Segunda-feira
Carlos Carvalho
De
manhã cedo a mãe vai chamá-lo. Resmunga. De cuecas, arrasta os chinelos pela
casa, lava o rosto na água fria, demora-se no banheiro.
Enquanto
a mãe prega o botão na camisa, alisa o cabelo empastado de brilhantina. Olha o
relógio: sete e cinco. Tem ainda quarenta e cinco minutos. Boceja.
Em
criança, queria ser dentista. Com a morte súbita do pai, precisou trabalhar e
não sobrou tempo para o estudo. Recém-saído do serviço militar empregou-se como
vendedor numa firma de peças de automóveis. Aos trinta e cinco anos, ainda lá
continua, à espera de uma promoção. Como o ordenado é pequeno e ganha
gratificações pelas vendas, trabalha da manhã à noite. Foi, inclusive, citado
pelo Diretor na festa do fim de ano e recebeu um diploma de Honra ao Mérito,
que a mãe emoldurou e colocou na parede.
Nos
sábados, à noite, vai ao cinema. Na volta, não se demora na rua, pois a mãe
sofre do coração e não pode ficar só. Nos domingos, acorda ao meio-dia, toma
uma cerveja no almoço e passa a tarde lendo revistas em quadrinhos, o cinzeiro
enchendo de pontas de cigarro.
–
Você precisa casar, meu filho.
–
Tem tempo, mãe.
Coleciona
fotografias de mulheres nuas, que esconde no armário, embaixo das roupas. Na
rua caminha com passos lentos e pesados. A mãe diz que se parece com o pai.

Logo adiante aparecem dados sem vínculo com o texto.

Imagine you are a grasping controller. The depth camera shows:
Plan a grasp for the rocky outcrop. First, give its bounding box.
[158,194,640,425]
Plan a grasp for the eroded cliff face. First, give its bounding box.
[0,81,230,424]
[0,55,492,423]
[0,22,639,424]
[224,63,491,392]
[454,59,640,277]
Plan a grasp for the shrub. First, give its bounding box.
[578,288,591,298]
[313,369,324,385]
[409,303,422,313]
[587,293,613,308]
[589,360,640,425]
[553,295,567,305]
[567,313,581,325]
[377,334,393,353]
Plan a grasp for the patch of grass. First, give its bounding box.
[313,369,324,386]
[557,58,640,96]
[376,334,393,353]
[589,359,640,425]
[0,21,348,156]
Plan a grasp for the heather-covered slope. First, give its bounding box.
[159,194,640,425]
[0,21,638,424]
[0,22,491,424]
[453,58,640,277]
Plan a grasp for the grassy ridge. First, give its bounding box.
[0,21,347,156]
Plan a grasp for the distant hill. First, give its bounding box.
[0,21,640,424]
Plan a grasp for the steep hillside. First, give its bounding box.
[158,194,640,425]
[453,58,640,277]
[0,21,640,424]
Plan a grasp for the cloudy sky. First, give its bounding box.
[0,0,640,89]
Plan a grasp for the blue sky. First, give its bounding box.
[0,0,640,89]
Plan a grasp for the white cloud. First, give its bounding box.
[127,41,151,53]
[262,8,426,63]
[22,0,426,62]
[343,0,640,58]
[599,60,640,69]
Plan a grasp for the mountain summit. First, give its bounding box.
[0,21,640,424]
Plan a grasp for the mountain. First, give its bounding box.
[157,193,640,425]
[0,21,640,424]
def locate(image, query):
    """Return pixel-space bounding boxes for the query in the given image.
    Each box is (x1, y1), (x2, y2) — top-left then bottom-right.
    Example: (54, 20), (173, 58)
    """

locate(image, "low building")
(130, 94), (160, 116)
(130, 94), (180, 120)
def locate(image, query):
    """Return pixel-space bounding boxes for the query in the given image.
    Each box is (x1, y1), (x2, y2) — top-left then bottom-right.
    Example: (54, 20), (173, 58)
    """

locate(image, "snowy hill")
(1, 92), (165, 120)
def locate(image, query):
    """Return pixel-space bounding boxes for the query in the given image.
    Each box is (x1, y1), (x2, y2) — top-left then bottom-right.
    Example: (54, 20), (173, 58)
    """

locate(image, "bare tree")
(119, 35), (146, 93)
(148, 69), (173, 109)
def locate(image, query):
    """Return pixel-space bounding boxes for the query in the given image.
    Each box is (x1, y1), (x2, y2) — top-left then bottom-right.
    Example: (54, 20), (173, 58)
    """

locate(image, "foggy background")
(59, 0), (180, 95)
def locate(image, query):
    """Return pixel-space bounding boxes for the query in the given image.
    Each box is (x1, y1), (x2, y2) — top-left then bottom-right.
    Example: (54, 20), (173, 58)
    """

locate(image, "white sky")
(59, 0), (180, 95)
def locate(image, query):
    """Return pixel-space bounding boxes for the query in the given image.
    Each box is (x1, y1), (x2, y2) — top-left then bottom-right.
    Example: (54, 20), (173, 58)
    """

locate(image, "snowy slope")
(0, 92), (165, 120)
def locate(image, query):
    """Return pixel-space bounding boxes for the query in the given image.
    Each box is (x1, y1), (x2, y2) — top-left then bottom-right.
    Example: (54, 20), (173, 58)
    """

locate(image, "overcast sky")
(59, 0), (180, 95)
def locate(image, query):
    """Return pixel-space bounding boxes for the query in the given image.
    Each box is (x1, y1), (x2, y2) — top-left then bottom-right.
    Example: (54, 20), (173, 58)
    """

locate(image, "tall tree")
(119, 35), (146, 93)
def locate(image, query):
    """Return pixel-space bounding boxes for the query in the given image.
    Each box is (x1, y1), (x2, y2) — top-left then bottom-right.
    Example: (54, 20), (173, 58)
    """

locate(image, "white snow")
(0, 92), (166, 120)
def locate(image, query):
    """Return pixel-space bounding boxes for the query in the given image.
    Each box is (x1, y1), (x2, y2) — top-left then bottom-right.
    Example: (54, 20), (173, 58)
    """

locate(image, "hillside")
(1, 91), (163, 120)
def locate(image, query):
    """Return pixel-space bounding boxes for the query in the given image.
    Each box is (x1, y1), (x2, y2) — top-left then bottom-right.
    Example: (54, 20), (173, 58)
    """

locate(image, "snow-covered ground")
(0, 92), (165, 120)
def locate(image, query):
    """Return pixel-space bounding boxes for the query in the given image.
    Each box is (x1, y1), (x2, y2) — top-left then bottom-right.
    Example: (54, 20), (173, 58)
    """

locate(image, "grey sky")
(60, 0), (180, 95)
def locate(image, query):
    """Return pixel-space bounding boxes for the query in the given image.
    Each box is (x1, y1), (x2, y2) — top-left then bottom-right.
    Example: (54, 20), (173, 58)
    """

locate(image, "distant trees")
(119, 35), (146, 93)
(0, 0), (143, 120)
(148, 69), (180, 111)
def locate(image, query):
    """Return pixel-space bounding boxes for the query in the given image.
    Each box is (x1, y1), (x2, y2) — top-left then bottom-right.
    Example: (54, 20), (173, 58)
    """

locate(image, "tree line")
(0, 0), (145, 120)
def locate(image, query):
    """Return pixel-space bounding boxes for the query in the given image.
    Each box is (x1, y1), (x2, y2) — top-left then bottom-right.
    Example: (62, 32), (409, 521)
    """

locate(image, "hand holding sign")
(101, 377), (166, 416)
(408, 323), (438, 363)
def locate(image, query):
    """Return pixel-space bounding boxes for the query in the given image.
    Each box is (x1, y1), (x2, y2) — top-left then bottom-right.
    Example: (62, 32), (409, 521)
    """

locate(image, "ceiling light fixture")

Sorri sem abrir muito a boca, para esconder a falha do dente.
Ultimamente
tem sentido uma dorzinha enjoada na boca do estômago. Não conta à mãe, para não
assustá-la. Temendo que seja úlcera, bebe um copo de leite em cada bar que
entra.
Antes
de sair, lava a louça do café, que a velha não pode fazer esforço.
–
Depressa, meu filho, você vai se atrasar.
Pede
dinheiro à mãe, que guarda o seu ordenado, e veste a camisa, enquanto ela
recomenda:
–
Cuidado no atravessar a rua.
Alisa
ainda uma vez o cabelo, beija a mãe e sai. Da porta, ela abana, orgulhosa do
filho. E os passos dele, iniciando a semana, parecem os de um bicho se
arrastando penosamente.
*****
Carlos Carvalho (Carlos José Gomes de Carvalho)
nasceu em Porto Alegre ,
RS, no ano de 1939, onde faleceu, no ano de 1985, aos 46 anos. Nas décadas de
1970 e 1980 destacou-se na dramaturgia. Versátil, não se limitou a escrever
para o teatro, também foi poeta e contista. Ao Teatro deu sua contribuição não
apenas com suas peças, mas também como ator e diretor.